Code Your Videos With Remotion
Building a JSON-driven video production pipeline with Remotion, React, and Kokoro TTS for automated narrated content creation

Code Your Videos With Remotion
Creating professional narrated videos can be time-consuming and expensive. But what if you could write your entire video in JSON, quickly generate high-quality speech audio with open-source AI, and render it programmatically with React components? That's exactly what I built for DappJak Labs.
The High-Level Workflow
The entire pipeline is driven by a single project.json file that serves as the source of truth for narration, visuals, and metadata:
project.json ──┬──> pnpm audio:full ───> narration.wav + scene_timings.txt
│ │
│ v
│ pnpm gen:durations
│ │
│ v
│ generatedDurations.ts
│ │
└──> pnpm dev ─────────────────┴──> Remotion Studio (preview)
│
v
pnpm render ────> video.mp4
│
v
project.json metadata ────> Tokotube upload API
Key Scripts
| Command | Purpose |
|---|---|
pnpm audio:full+durations | Generate speech audio + sync scene durations |
pnpm dev | Launch Remotion Studio on port 3011 for live preview |
pnpm render | Render the final video to out/ directory |
pnpm build | Bundle the project for deployment |
The Challenge
I needed to create a promotional video showcasing DappJak Labs' ecosystem of decentralized applications. Traditional video editing would mean:
- Recording voiceovers (or hiring a voice actor)

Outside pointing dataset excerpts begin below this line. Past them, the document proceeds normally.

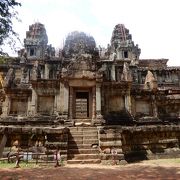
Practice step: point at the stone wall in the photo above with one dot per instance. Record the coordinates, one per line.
(150, 142)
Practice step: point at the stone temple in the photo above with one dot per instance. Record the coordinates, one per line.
(93, 104)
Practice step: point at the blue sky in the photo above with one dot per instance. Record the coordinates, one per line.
(154, 24)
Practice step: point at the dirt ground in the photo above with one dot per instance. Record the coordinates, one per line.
(161, 169)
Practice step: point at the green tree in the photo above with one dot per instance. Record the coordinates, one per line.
(7, 14)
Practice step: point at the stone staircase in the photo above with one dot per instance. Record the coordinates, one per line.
(83, 146)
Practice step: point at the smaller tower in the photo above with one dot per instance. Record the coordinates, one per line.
(36, 41)
(122, 44)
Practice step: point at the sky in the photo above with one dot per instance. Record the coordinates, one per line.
(154, 24)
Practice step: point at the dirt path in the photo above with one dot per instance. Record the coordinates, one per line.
(144, 170)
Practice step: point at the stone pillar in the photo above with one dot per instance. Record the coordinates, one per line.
(71, 103)
(98, 100)
(46, 73)
(128, 101)
(113, 73)
(6, 106)
(3, 144)
(94, 103)
(63, 100)
(34, 102)
(154, 107)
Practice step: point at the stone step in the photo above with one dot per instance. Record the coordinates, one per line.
(87, 161)
(83, 156)
(83, 151)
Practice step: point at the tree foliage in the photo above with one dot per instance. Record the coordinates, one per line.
(7, 13)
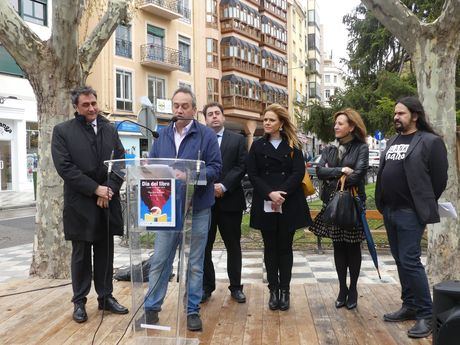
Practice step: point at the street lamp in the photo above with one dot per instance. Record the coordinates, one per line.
(3, 98)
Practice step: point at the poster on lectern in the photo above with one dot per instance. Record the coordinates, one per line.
(157, 206)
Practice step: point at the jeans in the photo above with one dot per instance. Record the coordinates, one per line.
(161, 262)
(405, 232)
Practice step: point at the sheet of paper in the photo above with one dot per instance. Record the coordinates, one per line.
(268, 207)
(446, 209)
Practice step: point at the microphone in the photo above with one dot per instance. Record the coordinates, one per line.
(154, 133)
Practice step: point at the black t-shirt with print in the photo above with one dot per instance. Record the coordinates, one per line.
(395, 189)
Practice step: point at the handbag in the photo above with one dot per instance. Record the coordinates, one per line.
(341, 208)
(307, 185)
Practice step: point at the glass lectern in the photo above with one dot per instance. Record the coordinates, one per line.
(159, 194)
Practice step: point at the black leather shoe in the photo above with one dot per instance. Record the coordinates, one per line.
(150, 318)
(112, 305)
(402, 314)
(273, 302)
(194, 322)
(79, 313)
(352, 300)
(341, 298)
(205, 297)
(284, 300)
(421, 329)
(238, 296)
(340, 304)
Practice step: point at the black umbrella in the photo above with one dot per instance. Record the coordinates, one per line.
(367, 233)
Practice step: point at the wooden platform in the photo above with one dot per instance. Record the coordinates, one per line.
(44, 317)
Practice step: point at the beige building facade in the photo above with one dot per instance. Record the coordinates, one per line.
(149, 57)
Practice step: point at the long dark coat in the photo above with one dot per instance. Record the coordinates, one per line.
(79, 155)
(269, 170)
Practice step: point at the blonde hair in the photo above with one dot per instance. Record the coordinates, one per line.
(354, 119)
(289, 131)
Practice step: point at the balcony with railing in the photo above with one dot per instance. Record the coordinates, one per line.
(235, 64)
(277, 11)
(234, 24)
(168, 9)
(273, 76)
(274, 43)
(123, 48)
(242, 103)
(161, 57)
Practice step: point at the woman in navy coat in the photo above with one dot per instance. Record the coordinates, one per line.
(276, 168)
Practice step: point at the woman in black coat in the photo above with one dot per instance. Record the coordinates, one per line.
(348, 156)
(276, 168)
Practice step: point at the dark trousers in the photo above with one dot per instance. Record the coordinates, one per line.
(229, 224)
(82, 269)
(405, 232)
(278, 257)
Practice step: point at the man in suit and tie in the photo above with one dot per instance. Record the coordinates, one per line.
(227, 211)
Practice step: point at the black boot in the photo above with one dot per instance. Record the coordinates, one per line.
(284, 300)
(352, 301)
(341, 298)
(273, 303)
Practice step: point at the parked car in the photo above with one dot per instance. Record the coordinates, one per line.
(311, 165)
(374, 158)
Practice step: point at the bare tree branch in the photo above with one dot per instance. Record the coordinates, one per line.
(117, 12)
(398, 19)
(449, 20)
(19, 40)
(64, 38)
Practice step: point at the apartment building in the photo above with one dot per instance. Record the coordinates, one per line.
(314, 51)
(333, 78)
(18, 106)
(246, 58)
(149, 57)
(298, 53)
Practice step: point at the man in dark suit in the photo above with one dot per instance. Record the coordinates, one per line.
(79, 148)
(227, 212)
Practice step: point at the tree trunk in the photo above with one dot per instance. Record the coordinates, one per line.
(51, 256)
(435, 65)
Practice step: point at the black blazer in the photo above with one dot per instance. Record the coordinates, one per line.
(329, 168)
(271, 169)
(79, 155)
(426, 167)
(234, 152)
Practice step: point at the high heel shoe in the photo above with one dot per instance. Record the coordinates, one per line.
(273, 302)
(341, 299)
(352, 301)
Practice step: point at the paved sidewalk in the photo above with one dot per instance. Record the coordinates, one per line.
(308, 266)
(10, 200)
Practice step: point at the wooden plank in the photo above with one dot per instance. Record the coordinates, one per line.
(270, 323)
(289, 333)
(210, 313)
(252, 333)
(303, 316)
(321, 319)
(337, 316)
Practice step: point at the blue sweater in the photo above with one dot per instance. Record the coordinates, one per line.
(199, 136)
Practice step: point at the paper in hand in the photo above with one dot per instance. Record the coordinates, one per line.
(446, 209)
(268, 207)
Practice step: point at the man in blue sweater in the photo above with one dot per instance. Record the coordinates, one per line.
(184, 139)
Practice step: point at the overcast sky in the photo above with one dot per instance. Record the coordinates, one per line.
(335, 34)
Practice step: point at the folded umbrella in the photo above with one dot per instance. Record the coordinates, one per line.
(367, 234)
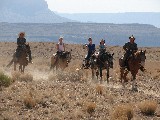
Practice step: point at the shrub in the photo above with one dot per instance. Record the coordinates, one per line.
(91, 107)
(148, 107)
(16, 76)
(29, 102)
(99, 89)
(122, 112)
(4, 80)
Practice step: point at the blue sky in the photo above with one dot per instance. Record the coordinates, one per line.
(103, 6)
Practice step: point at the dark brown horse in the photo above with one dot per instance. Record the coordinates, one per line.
(62, 61)
(22, 60)
(134, 63)
(103, 61)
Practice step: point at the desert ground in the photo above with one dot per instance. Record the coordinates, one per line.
(39, 93)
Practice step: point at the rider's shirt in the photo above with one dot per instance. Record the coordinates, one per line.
(91, 48)
(21, 41)
(130, 46)
(61, 47)
(101, 47)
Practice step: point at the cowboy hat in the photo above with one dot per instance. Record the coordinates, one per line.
(132, 37)
(21, 33)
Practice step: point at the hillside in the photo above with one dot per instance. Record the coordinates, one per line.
(43, 94)
(114, 34)
(117, 18)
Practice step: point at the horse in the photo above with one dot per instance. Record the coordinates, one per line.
(134, 63)
(103, 60)
(60, 60)
(22, 60)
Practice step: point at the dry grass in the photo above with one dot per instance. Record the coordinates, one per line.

- Manually syncing audio with visual scenes
- Frame-by-frame adjustments in video editing software
- Re-rendering everything for small text changes
Instead, I built a fully automated pipeline where the entire video is defined in a single JSON file, narration is generated with AI, and React components handle all the visuals.
The Architecture
The system has three main components:
1. The Project JSON - Single Source of Truth
Everything starts with project.json, which defines all 14 scenes of the video:
{
"meta": {
"projectId": "dappjak-labs-your-unstoppable-ecosystem",
"title": "Dappjak Labs – Your Unstoppable Ecosystem",
"tags": ["internet-computer", "dapps", "decentralization", "icp"],
"upload": {
"description": "What would you build if no one could shut you down?",
"chapters": [
{ "time": "0:00", "title": "Opening Hook" },
{ "time": "0:22", "title": "The Problem" },
{ "time": "0:43", "title": "The Journey" }
]
}
},
"pronunciationMap": {
"IPFS": "I P F S",
"icOS": "I see oh S",
"Tokotube": "toko tube",
"DAO": "dow"
},
"scenes": [
{
"id": "hook",
"title": "Opening Hook",
"narrationText": [],
"silenceDuration": 4.83,
"onScreenText": [
"What would you build if no one could shut it down?"
]
},
{
"id": "intro",
"title": "Dappjak Labs Introduction",
"narrationText": [
"This is Dappjak Labs",
"an indie dev studio accelerated by AI, owned by its community, and impossible to shut down.",
"No gatekeepers. No takedowns. Unstoppable by design."
],
"onScreenText": [
"Dappjak Labs",
"Your Unstoppable Ecosystem"
]
},
{
"id": "the_problem",
"title": "The Problem",
"narrationText": [
"You spend years building your platform, your community, your livelihood. Then one morning—it's gone.",
"Your hosting provider can pull the plug. Your payment processor can freeze your funds.",
"You're building on rented land."
],
"onScreenText": [
"Your code. Their servers.",
"Your voice. Their platform."
]
}
]
}
The key innovation here is the dual-text strategy:
narrationTextarray: Full narration that will be spoken. Each element becomes a separate audio segment.onScreenTextarray: Concise, punchy text optimized for on-screen display.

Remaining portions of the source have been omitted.